Inspiration – the successful transformation of the SABC in the 1970s to SABC-TV, the most modern of its time; a platform for talents and creativity, inspiring MTN, KYKNET, SENTECH, TV production houses, etc.
South Korea had a lower per capita GDP than SA in 1960. Today. their per capita GDP is 32 times higher. Compared to the world average, South African’s GDP per capita plummeted in 2019 and 2020, and its citizens are now in the poorest 40% of the world with our GDP per capita ranking – 107th out of 191 countries – economist Mike Schussler said in August 2021.South Africa’s per capita GDP was a third larger than Singapore’s in 1960. Singapore’s is now seven times higher than that of South Africa.
Botswana’s growth has outstripped even that of the Asian ‘tigers’. Mr Tito Mboweni called on us “to attend to a number of mistakes”. We must deregulate to unleash prosperity. Mr Barack Obama said at Georgetown University in 2015: “The free market is the greatest producer of wealth in history – it has lifted billions of people out of poverty.”
Operation Vulindlela’s reform proposals must be activated; proposals that have been on the agenda for at least a decade, if not longer. It will be adrenaline for our economy and inspire hope for the destitute and forge an ‘Africa spring’.
We look forward to a deregulated inclusive economy in 2022. Let’s act together and groom the economy in the days ahead into a new economic brand, a modern inclusive economy for a modern generation to enable people to participate in the economy. Ms Jesse Duarte in ANC Today on 20 November 2014 wrote: “Complete political and economic freedom are not without paradox.”
“THE PEOPLE SHALL SHARE IN THE COUNTRY’S WEALTH! All people shall have equal rights to trade where they choose, to manufacture and to enter all trades, crafts and professions.” (Freedom Charter). This resonates with Ms Joan Fubbs, BA Honours, MSc, emmber of the National Assembly’s vision to move from a ‘welfare’ to a ‘workforce’ perspective; jobs instead of grants.
A revolution is coming
It is time for fundamental deregulation to release unprecedented economic growth ‘to affect the character’ of the revolution as Robert F Kennedy prophesied: “A revolution is coming – a revolution which will be peaceful if we are wise enough; compassionate if we care enough; successful if we are fortunate enough – but a revolution which is coming whether we will it or not. We can affect its character; we cannot alter its inevitability.”
Robert F. Kennedy
[Report to the United States Senate on his trip to Latin America and the Alliance for Progress, 9–10 May 1966].

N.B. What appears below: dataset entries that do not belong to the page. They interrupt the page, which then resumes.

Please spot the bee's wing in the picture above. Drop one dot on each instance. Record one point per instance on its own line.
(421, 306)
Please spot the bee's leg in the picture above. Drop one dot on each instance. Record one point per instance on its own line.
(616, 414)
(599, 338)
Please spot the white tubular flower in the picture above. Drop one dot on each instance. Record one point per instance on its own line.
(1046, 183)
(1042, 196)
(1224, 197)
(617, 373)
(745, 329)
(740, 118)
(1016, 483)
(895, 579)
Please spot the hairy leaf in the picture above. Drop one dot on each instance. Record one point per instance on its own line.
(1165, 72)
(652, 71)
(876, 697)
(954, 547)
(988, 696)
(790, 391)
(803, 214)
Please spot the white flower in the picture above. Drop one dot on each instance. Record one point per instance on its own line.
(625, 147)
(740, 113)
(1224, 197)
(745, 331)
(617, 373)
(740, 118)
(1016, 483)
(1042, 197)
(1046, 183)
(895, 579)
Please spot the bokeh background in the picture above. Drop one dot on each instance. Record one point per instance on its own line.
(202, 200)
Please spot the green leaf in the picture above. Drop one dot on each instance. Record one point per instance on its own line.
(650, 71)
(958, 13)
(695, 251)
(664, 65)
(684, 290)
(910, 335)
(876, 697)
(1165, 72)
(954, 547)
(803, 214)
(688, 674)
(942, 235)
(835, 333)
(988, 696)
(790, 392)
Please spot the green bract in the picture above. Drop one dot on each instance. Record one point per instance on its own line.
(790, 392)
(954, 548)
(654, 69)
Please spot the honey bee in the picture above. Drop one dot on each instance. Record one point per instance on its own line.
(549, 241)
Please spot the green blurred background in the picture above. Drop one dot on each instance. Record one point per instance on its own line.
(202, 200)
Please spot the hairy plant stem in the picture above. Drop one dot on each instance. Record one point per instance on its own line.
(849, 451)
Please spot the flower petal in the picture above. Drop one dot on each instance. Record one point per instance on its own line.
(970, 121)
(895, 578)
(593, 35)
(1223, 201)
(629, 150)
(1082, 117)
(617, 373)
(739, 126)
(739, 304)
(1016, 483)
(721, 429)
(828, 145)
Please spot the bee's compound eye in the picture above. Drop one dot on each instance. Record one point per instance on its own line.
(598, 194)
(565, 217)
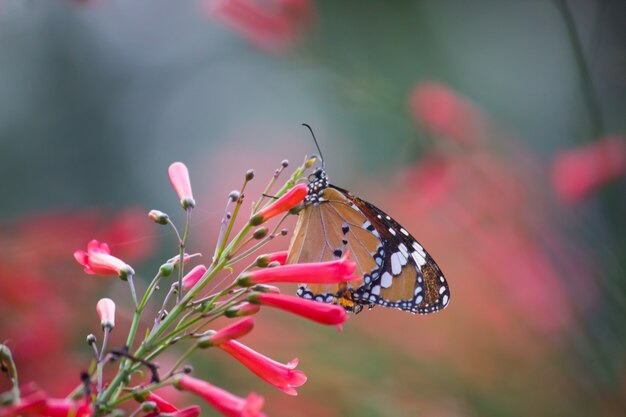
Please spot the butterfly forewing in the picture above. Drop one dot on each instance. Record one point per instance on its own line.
(394, 269)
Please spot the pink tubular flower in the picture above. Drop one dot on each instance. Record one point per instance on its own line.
(193, 277)
(186, 258)
(226, 403)
(443, 112)
(323, 313)
(106, 312)
(331, 272)
(282, 376)
(164, 405)
(61, 407)
(578, 172)
(280, 257)
(179, 177)
(99, 261)
(288, 201)
(234, 331)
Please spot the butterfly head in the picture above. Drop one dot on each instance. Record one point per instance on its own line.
(318, 181)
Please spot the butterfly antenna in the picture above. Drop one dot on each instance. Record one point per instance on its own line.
(316, 144)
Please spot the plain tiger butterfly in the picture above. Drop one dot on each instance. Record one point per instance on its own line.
(395, 270)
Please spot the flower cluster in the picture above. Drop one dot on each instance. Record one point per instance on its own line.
(186, 313)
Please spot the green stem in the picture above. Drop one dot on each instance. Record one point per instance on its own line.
(133, 293)
(182, 359)
(586, 80)
(181, 263)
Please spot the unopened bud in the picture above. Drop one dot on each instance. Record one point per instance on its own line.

Mr Michael Gorbachev turned Russia’s economy away from failing socialism and communism with Glasnost (transparency) and Perestroika (restructuring).
Deng Xiaoping’s Chinese reformer – since the beginning of Deng Xiaoping’s reforms, China’s GDP has risen tenfold.

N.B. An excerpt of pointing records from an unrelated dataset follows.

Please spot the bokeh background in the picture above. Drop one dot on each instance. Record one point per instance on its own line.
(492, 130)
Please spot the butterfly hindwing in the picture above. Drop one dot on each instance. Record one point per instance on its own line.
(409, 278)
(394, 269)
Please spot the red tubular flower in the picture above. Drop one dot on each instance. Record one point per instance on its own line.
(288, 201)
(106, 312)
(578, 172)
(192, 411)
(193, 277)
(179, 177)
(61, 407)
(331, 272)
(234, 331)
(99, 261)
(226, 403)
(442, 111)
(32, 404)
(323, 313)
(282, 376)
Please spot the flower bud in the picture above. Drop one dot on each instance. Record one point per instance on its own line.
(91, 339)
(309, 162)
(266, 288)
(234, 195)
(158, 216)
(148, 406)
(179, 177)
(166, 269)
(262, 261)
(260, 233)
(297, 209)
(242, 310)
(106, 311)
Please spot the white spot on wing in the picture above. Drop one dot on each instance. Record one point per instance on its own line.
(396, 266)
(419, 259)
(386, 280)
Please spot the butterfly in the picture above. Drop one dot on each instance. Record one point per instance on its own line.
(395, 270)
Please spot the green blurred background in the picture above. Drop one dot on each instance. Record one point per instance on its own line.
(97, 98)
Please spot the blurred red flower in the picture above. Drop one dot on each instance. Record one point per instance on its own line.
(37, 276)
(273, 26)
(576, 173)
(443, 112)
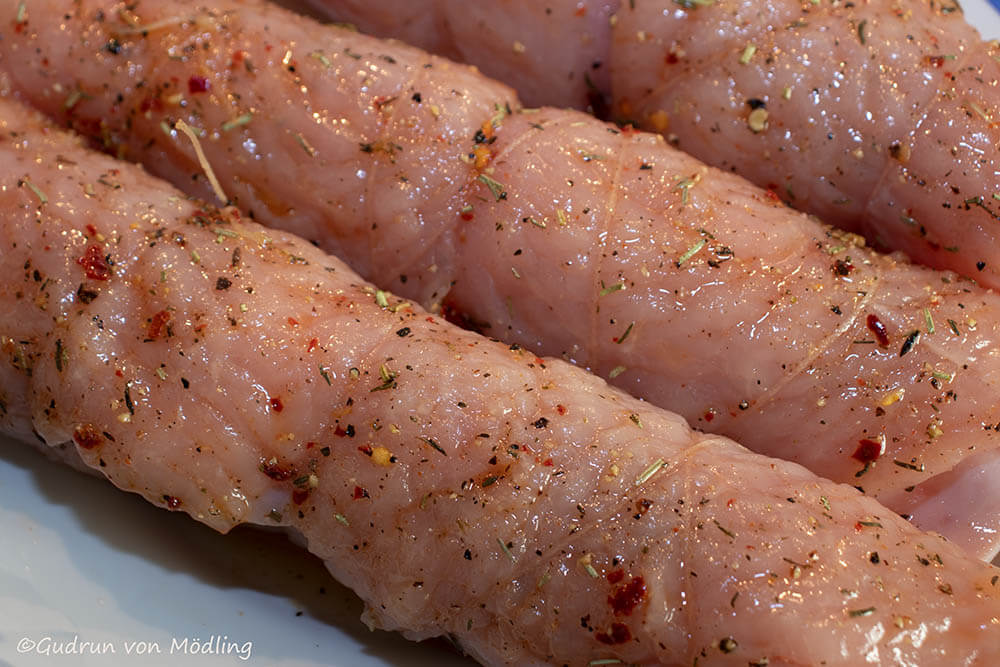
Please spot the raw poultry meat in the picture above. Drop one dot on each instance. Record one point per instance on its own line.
(460, 485)
(879, 116)
(684, 284)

Mr FW de Klerk changed the course of history.
On 2 February 1990, then President FW de Klerk addressed the opening of Parliament, changing the course of history. He unbanned exile political movements, the ANC, the Pan-Africanist Congress (PAC) and the South African Communist Party (SACP). FW de Klerk also announced that Nelson Mandela would be released after 27 years in jail. Mandela was released nine days later. FW de Klerk also announced a moratorium on the death penalty and the end of the state of emergency, which had been in place for five years. The speech would lay the ground for the country’s first democratic elections that took place four years later in April 1994.
74 days Our best wishes in support for urgent and fundamental reform and deregulation, turning policy into deeds in the run-up to the investment conference on 24th March 2022.
May God bless you and Africa in abundance as always.
- Adv Hein van der Walt and Dr Lawrence McCrystal.